The Reserve Bank of India (RBI) today cut key interest rate by 25 basis points (bps), its third reduction this year, seeking to lift the slowdown in economic growth and to boost consumer spending. The move comes after the parliamentary elections saw BJP-led NDA return to power with Prime Minister Narendra Modi at the helm for the second term.
RBI’s monetary policy committee (MPC) reduced the repo rate from 6% to 5.75%, lowest in nine years. Repo rate is the rate at which the apex bank lends short-term money to commercial banks. One basis point is one-hundredth of a percentage point.

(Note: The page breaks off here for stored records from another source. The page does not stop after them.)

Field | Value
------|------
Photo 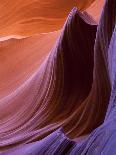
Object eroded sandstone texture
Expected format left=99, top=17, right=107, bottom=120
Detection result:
left=0, top=0, right=116, bottom=154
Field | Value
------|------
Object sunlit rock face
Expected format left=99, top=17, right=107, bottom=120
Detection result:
left=0, top=0, right=78, bottom=36
left=0, top=0, right=116, bottom=154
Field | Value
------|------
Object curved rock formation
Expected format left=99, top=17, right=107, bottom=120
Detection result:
left=0, top=0, right=77, bottom=36
left=0, top=0, right=102, bottom=37
left=0, top=7, right=97, bottom=150
left=0, top=0, right=116, bottom=154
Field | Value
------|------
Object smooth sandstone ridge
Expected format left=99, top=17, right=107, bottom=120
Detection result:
left=0, top=0, right=116, bottom=154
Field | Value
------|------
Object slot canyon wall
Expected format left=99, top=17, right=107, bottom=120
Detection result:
left=0, top=0, right=116, bottom=154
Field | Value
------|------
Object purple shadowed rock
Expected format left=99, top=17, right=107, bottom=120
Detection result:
left=0, top=0, right=116, bottom=154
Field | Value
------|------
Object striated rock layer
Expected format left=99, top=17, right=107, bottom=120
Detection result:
left=0, top=0, right=77, bottom=36
left=0, top=0, right=102, bottom=37
left=0, top=0, right=116, bottom=154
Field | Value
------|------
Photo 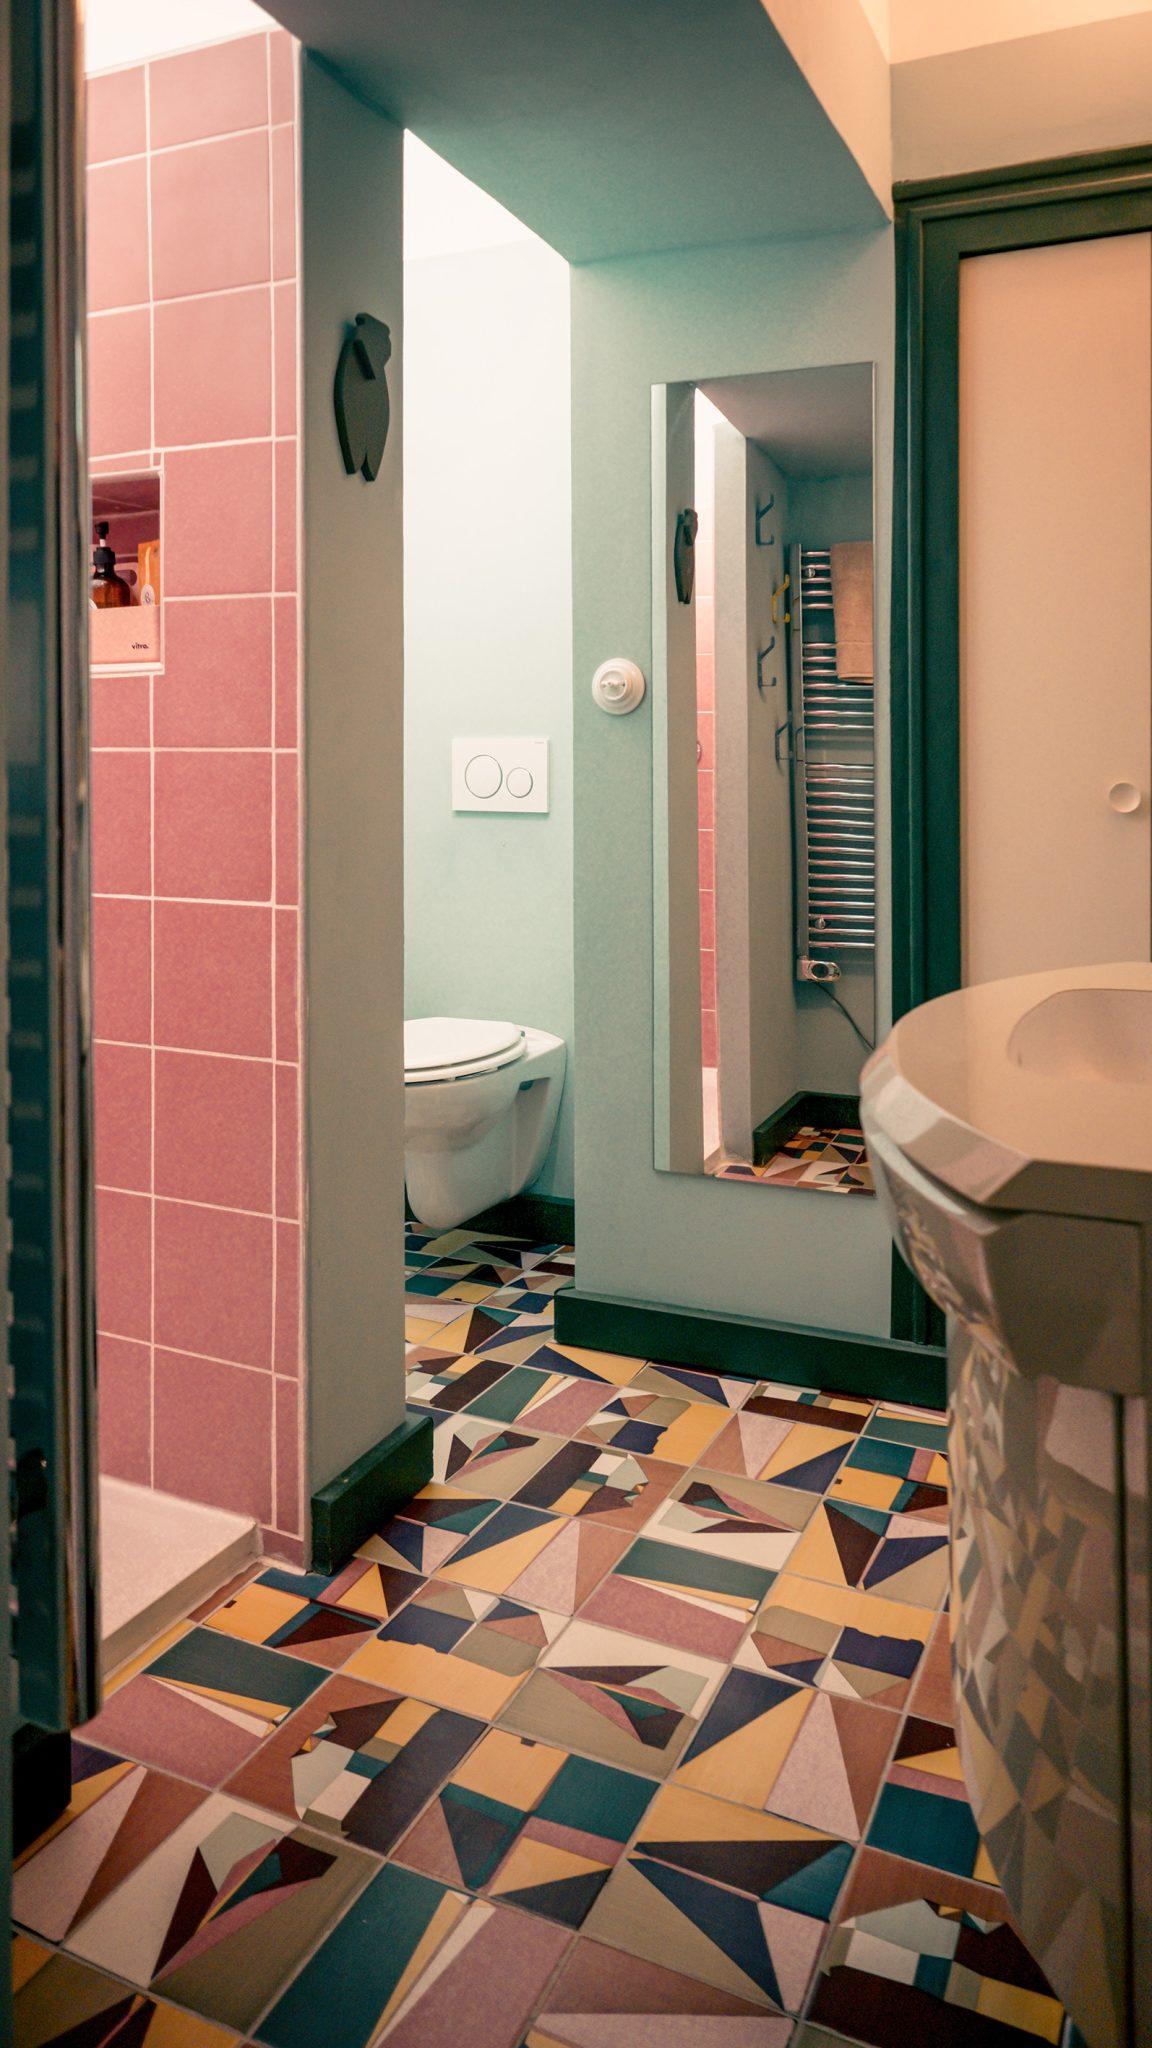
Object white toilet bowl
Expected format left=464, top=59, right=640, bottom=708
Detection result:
left=404, top=1016, right=566, bottom=1231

The central bank lowered the reverse repo rate, at which the banks keep money with the apex bank, to 5.50% from 5.75%. The MPC changed its policy stance to accommodative from neutral, meaning that it’s now in favour of lowering the interest rates.
RBI’s move signals that it is focused on supporting growth with the objective of achieving medium-term inflation target. The rate cut comes at a time when the Indian economy is seeing growth slowdown. For the fourth quarter FY19, gross domestic product (GDP) growth plunged to a five-year low to 5.8%. The annual growth in the economy has slowed down to a 5-year low of 6.8% in FY19.
RBI said the impact of recent policy rate cuts and expectations of a normal monsoon in 2019, the path of CPI inflation is revised to 3.0-3.1% for H1:2019-20 and to 3.4-3.7% for H2:2019-20, with risks broadly balanced. The RBI has revised GDP growth from 7.2% to 7% for the current financial year.